The board of directors would have no choice but to analyze a serious offer, but the company is not looking to sell itself. “So far, we haven’t had any (offers).”

Results above expectations

In May, Jean Paul Chauvet said achieving earnings before tax, interest, and amortization (EBITDA) in fiscal year 2024 ending March 2024 was “non-negotiable,” even though the company warned that growth would be more modest during the first six months of the financial year (April to October).

With financial results above expectations in the first quarter, Lightspeed remains focused on this objective, says Jean Paul Chauvet. “We thought we would have a growth of 13%, but we did 20%. There is demand, we are happy.”

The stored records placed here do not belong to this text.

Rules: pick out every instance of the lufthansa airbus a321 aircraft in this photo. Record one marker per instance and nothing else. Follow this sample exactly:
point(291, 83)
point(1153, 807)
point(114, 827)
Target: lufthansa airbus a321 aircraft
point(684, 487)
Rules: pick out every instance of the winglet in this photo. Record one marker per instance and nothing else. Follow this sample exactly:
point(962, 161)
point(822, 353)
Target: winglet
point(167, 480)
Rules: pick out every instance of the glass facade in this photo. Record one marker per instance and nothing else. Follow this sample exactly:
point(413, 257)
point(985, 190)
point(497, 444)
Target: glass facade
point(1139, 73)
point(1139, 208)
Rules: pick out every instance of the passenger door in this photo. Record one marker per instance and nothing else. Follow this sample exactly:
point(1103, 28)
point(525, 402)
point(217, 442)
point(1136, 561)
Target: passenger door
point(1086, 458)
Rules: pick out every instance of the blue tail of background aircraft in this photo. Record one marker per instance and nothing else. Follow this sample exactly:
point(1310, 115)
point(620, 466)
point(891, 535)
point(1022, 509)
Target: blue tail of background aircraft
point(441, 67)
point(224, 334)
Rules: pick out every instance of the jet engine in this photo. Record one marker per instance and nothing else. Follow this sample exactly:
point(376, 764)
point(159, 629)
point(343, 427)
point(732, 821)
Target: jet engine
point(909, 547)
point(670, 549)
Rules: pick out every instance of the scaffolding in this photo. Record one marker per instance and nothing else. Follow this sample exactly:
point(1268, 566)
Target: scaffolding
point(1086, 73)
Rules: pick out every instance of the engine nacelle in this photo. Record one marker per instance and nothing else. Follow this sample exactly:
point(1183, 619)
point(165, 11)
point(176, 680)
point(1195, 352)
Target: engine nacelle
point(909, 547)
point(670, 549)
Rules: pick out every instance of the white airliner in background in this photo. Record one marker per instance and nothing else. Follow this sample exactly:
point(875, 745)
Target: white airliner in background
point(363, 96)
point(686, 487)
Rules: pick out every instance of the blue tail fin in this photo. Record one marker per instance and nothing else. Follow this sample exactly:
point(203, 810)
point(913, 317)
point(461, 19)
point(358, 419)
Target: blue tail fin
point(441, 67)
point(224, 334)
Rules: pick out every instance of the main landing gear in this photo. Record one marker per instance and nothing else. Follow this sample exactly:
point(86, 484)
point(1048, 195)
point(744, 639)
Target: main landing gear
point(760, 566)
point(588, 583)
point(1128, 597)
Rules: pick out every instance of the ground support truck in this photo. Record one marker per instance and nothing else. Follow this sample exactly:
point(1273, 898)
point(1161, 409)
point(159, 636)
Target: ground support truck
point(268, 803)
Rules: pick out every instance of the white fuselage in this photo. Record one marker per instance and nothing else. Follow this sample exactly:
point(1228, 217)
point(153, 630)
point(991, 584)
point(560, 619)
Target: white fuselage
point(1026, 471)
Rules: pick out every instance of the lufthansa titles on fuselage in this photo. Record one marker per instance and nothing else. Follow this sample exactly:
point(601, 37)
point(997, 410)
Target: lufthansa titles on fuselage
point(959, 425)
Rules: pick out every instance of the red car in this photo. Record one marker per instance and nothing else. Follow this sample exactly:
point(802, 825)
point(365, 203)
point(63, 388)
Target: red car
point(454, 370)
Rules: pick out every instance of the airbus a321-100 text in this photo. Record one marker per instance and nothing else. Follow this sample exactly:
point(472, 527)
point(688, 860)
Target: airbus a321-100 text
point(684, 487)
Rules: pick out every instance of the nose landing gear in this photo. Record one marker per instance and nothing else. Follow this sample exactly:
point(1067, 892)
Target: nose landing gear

Although it exceeded forecasts, the company is careful not to improve its forecasts for the rest of the year. “Everyone is talking about a recession. We don’t see any of that. We tell ourselves that at some point, it will affect (the rise in interest rates). We prefer to be cautious in an unstable market.”

Consumers still seem to have an appetite for travel and outings, says Jean Paul Chauvet. Hotels, restaurants, items “we put on to go out” such as clothing and accessories continue to show their resilience, despite economic uncertainty.

TD Securities analyst Daniel Chan believes management is “cautious” in its guidance and that it could be raised. “We continue to believe there could be an upward revision if consumer spending holds up and payment adoption is faster than expected.”

The revenues of the Montreal company thus increased by 20% to reach 209 million US dollars (M$). The company posted a net loss of US$48.7 million, compared to a loss of US$100.8 million for the same period last year. The diluted adjusted loss per share is 1 cent.

The loss before tax, interest and amortization (EBITDA), a figure that better reflects the company’s activities according to management, is US$7 million, compared to US$15.6 million last year.

Prior to the earnings release, analysts had expected a diluted adjusted loss per share of 4 cents and revenue of $197.8 million, according to financial data firm Refinitiv.

Lightspeed shares gained $1.59, or 7.35%, at 23.21 on the Toronto Stock Exchange in the afternoon.